Credit: Forest and Kim Starr
Inspired by a rare compound found in a shrub native to North America, Mingji Dai, professor of chemistry and a scientist at the Purdue University Center for Cancer Research, studied the compound and discovered a cost-effective and efficient way to synthesize it in the lab. The compound—curcusone D—has the potential to help combat a protein found in many cancers, including some forms of breast, brain, colorectal, prostate, lung and liver cancers, among others. The protein, dubbed BRAT1, had previously been deemed "undruggable" for its chemical properties. In collaboration with Alexander Adibekian's group at the Scripps Research Institute, they linked curcusone D to BRAT1 and validated curcusone D as the first BRAT1 inhibitor.
Curcusones are compounds that come from a shrub named Jatropha curcas, also called the purging nut. Native to the Americas, it has spread to other continents, including Africa and Asia. The plant has long been used for medicinal properties—including the treatment of cancer—as well as being a proposed inexpensive source of biodiesel.
Dai was interested in this family of compounds—curcusone A, B, C and D. "We were very interested by these compounds' novel structure," Dai said. "We were intrigued by their biological function; they showed quite potent anti-cancer activity and may lead to new mechanisms to combat cancer."
Researchers tested the compounds on breast cancer cells and found curcusone D to be extremely effective at shutting down cancer cells. The protein they were targeting, BRAT1, regulates DNA damage response and DNA repair in cancer cells. Cancer cells grow very fast and make a lot of DNA. If scientists can damage cancer cells' DNA and keep them from repairing it, they can stop cancer cells from growing.
"Our compound can not only kill these cancer cells, it can stop their migration," Dai said. "If we can keep the cancer from metastasizing, the patient can live longer."
Stopping cancer from spreading throughout the body—metastasizing—is key to preserving a cancer patient's life. Once cancer starts to migrate from its original organ into different body systems, new symptoms start to develop, often threatening the patient's life.
"For killing cancer cells and stopping migration, there are other compounds that do that," Dai said. "But as far as inhibiting the BRAT1 protein, there are no other compounds that can do that."
Dai and his team believe that as effective as curcusone D is by itself, it may be even more potent as part of a combination therapy. They tested it alongside a DNA damaging agent that has already been approved by the Food and Drug Administration and found that this combination therapy is much more effective.

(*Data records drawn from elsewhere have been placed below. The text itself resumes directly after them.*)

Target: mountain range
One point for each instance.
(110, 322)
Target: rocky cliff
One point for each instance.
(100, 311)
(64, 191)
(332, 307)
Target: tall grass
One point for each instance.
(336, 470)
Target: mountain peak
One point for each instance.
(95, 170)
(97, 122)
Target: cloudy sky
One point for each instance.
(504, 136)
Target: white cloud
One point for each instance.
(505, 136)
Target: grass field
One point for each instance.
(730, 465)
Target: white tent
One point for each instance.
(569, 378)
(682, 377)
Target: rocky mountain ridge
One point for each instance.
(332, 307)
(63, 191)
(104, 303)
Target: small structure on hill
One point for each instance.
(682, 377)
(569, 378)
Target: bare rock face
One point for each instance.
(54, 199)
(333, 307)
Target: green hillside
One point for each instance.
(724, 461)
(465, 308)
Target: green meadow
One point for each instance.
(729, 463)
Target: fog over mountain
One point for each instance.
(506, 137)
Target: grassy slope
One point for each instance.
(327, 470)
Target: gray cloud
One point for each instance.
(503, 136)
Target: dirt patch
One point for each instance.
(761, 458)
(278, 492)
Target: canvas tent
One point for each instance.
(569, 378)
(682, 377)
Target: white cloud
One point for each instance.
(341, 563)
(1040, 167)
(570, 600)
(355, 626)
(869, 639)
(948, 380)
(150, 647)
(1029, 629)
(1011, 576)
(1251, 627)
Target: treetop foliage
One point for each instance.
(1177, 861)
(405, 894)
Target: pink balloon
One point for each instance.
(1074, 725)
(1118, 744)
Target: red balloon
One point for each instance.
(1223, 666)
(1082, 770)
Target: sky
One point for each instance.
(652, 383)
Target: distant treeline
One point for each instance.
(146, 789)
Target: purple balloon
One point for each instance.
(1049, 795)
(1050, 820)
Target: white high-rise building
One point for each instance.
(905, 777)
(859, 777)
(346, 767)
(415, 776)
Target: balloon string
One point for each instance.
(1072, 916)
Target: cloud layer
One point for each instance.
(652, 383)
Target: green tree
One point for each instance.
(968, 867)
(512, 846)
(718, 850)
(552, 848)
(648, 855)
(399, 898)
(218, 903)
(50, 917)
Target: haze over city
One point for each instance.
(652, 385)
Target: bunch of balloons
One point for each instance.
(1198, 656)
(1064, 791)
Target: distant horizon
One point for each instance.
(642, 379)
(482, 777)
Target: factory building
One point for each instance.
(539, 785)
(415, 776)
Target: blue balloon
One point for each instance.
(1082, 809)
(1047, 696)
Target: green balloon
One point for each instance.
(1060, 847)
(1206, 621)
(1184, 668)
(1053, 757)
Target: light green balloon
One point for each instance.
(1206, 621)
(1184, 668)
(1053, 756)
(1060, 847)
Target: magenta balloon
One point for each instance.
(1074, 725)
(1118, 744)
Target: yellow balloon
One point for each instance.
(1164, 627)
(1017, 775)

One difficulty in studying curcusones as potential cancer treatments is that, while the shrub they come from is common and inexpensive, it takes massive amounts of the shrub to yield even a small amount of the compounds. Even then, it is difficult to separate the compounds they were interested in from the rest of the chemicals in the shrub's roots.
"In nature, the plant doesn't produce a lot of this compound," Dai said. "You would need maybe as much as 100 pounds of the plant's dry roots to get just about a quarter teaspoon of the substance—a 0.002% yield."
That small yield is relevant for production, because if it is effective as a cancer treatment, pharmacists will need a lot more of it. Additionally, having an abundant supply of the compounds makes studying them easier, quicker and less expensive. "That's why a new synthesis is so important," Dai said. "We can use the synthesis to produce more compounds in a purer form for biological study, allowing us to advance the field. From there, we can make analogs of the compound to improve its potency and decrease the potential for side effects."
The next step will be to test the compound to ensure that it is not toxic to humans, something the researchers are optimistic about since the shrub it came from has been used as a traditional medicine in a number of cultures. Already, researchers from other entities have reached out to test the compound on the cancers they study, bringing hope for renewed therapeutics for treating the disease.
"Many of our most successful cancer drugs have come from nature," Dai said. "A lot of the low-hanging fruit, the compounds that are easy to isolate or synthesize, have already been screened and picked over. We are looking for things no one has thought about before. Once we have the chemistry, we can build the molecules we're interested in and study their biological function."